Em meio à briga com Giselle, Malvina reparou no lustre que pairava acima
de sua inimiga e teve uma ideia horrível. Com um aceno de sua mão, ela fez
o lustre cair magicamente.
Giselle o desviou com a varinha antes que o lustre pudesse atingi-la,
transformando-o em uma revoada de pássaros azuis.
Mas não pássaros azuis comuns.
Pássaros azuis furiosos.
Que partiram para cima de Malvina.
— Armamento — comandou Malvina sem perder tempo.
De imediato, uma variedade de clavas, chicotes, marretas e outras armas
surgiram nas mãos das pessoas no festival.
— Destruam-na! — gritou Malvina com um aceno do punho.
Sob o controle de Malvina, a multidão avançou em direção a Giselle.
— Ah, Malvina — falou Giselle. — O amor é mais forte que o ódio.
Com um balanço da varinha, Giselle transformou as armas nas mãos dos
festeiros em borboletas.
Enquanto a batalha seguia, as paredes do salão de baile começaram a
desmoronar. Galhos surgiram do lado de fora, fazendo um buraco imenso na
parede.
Livres do controle de Malvina, as pessoas saíram correndo pelo buraco,
aproveitando a oportunidade de escapar.
Paft! Malvina bateu contra uma parede espelhada.
— Acho que, afinal de contas, existe, sim, alguém mais bela do que você
— gabou-se Giselle. Mais uma vez, Malvina sacudiu a mão e o chão abaixo
de Giselle cedeu e ela caiu.
— Você é que não é, queridinha — falou Malvina.

Lá fora, na rua, o festival tinha virado um caos. Mais e mais pedaços de


Andalasia estavam sendo transportadas pelo vórtex, aparecendo em
Monrolasia. Animais de Andalasia tinha cruzado para o mundo real e
estavam correndo pelas ruas, agitados e assustados. O mundo de Andalasia
estava se fundindo com Monrolasia. Quem poderia dizer o que aconteceria
com ambos?
Morgan viu o relógio marcar 11h53. Galhos tortos e vinhas tinham
serpenteado torre acima, se embolando e criando uma parede quase
impenetrável.
Apesar de parecer impossível, Morgan e Tyson precisavam entrar lá. As
pessoas que eles amavam estavam dentro do salão de baile, e os dois tinham
que fazer o que fosse preciso para salvá-las.

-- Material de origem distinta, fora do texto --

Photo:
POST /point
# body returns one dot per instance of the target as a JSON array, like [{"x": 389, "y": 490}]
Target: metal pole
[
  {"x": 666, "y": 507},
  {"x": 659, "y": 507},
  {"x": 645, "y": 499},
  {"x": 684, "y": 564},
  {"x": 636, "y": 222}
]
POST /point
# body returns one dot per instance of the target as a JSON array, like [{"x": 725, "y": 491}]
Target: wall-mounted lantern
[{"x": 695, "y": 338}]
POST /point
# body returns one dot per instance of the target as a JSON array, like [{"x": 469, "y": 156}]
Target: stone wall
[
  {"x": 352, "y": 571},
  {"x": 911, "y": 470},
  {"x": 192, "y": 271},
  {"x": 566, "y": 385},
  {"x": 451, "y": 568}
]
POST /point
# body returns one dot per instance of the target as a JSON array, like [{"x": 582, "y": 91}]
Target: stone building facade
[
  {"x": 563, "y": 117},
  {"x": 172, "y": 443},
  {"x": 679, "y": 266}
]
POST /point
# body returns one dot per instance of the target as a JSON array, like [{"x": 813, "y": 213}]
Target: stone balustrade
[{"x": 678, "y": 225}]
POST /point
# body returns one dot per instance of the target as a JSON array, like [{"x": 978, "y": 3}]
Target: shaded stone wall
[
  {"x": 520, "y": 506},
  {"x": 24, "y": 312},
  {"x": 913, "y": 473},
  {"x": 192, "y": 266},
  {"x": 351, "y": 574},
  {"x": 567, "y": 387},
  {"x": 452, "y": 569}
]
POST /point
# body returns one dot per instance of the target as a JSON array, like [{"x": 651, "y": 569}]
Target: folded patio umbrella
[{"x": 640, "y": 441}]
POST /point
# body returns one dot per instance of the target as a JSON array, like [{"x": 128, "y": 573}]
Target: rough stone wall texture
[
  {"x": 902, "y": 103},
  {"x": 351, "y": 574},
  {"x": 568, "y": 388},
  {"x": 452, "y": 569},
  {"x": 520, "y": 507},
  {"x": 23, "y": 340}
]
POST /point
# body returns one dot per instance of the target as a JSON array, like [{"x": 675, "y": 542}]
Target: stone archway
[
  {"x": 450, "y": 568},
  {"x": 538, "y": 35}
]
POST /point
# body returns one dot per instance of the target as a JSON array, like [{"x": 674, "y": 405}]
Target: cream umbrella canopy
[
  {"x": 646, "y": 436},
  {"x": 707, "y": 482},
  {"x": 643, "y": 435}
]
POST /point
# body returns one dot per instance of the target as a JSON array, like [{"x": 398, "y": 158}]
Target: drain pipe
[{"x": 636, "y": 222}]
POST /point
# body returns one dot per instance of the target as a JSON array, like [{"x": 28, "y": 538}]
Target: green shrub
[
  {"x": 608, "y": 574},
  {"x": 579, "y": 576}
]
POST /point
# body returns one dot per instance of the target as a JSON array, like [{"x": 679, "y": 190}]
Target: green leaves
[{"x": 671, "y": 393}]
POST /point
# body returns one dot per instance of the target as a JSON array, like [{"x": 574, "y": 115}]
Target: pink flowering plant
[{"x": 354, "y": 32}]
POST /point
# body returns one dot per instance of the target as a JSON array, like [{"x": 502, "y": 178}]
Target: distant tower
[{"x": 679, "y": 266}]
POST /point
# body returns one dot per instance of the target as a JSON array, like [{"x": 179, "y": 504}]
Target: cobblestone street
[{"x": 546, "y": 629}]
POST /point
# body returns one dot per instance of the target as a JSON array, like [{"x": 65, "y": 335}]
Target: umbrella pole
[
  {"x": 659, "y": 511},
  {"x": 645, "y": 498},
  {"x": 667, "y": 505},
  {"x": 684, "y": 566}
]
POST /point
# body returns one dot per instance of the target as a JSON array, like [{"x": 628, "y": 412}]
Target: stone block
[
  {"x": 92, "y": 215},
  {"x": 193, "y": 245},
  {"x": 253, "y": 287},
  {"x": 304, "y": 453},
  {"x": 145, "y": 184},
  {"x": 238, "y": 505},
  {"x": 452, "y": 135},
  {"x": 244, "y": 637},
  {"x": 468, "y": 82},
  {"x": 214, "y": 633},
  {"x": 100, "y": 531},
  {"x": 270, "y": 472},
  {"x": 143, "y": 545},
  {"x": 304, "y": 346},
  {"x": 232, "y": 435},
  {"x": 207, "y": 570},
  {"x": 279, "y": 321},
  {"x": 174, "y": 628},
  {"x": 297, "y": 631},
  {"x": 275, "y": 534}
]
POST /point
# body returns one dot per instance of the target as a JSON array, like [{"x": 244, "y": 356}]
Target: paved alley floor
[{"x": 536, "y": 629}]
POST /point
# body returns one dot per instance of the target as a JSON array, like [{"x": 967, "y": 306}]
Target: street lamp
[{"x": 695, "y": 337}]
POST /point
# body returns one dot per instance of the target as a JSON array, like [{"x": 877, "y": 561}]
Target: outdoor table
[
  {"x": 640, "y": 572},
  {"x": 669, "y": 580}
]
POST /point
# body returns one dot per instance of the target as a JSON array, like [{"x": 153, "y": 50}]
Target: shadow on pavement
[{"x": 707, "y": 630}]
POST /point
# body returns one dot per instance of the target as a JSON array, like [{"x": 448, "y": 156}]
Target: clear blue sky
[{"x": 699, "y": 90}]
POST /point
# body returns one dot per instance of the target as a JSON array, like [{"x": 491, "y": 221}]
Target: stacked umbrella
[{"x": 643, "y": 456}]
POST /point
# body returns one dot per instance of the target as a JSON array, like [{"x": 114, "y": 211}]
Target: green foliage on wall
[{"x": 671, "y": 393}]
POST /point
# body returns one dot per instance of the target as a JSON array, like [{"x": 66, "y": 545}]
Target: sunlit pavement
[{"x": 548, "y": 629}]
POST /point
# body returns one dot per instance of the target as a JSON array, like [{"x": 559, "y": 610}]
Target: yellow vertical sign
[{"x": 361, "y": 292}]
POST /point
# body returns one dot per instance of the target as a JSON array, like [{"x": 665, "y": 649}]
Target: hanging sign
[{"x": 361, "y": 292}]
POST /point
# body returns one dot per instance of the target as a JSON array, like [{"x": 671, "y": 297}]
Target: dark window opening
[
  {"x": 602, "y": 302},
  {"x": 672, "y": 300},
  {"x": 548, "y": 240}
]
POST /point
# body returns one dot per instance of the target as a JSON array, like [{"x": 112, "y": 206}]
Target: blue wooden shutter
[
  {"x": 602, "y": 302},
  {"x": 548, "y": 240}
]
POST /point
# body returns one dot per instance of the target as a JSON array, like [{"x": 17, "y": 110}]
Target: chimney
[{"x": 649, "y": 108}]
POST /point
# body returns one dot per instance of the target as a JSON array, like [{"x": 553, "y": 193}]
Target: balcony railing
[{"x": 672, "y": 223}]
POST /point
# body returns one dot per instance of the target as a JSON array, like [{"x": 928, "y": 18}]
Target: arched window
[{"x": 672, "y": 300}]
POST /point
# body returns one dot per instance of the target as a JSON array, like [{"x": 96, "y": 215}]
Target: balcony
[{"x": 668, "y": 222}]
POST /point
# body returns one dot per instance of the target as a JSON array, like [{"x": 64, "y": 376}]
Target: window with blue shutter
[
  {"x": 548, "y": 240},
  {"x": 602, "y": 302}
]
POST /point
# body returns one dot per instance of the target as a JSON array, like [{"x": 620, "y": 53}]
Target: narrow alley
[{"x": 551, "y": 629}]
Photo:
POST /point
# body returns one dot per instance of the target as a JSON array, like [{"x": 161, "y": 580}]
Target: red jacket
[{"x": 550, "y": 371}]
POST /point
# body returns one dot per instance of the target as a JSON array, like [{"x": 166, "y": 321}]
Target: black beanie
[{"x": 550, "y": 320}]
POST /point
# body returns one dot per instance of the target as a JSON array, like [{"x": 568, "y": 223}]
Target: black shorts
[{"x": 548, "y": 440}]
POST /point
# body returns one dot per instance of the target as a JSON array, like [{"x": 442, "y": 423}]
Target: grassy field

Tyson tentou cortar as vinhas para abrir caminho enquanto Morgan tentou
puxá-las da torre do relógio. Mas elas estavam crescendo rápido demais
agora. A vegetação na lateral da parede ficou mais grossa, apesar dos
esforços de ambos os adolescentes.
— Morgan!
A garota se virou e viu o pai correndo em meio à multidão. Robert lançou
os braços ao redor da filha, abraçando-a com força.
— Você está bem? — disse ele enquanto Nancy se aproximava dos dois.
— Estou — confirmou Morgan. — Mas Giselle…
— Eu sei — falou Robert. — Vim ajudar, e trouxe amigos.
— Só temos alguns minutos — respondeu Morgan, conferindo a Árvore de
Lembranças antes de olhar mais uma vez para o relógio, desesperada. — Eu
preciso entrar lá!
Foi então que Morgan os viu: um grupo de aventureiros atrás de Robert.
Todos pareciam esperar por aquele momento há anos. E exalavam uma
bravura contagiante.
— É hora de sermos heróis — bradou Robert.
Com isso, os aventureiros puxaram suas espadas e começaram a atacar e
cortar os galhos e as vinhas. Eles agarraram os galhos e os puxaram, abrindo
passagem o suficiente para Morgan se enfiar lá dentro.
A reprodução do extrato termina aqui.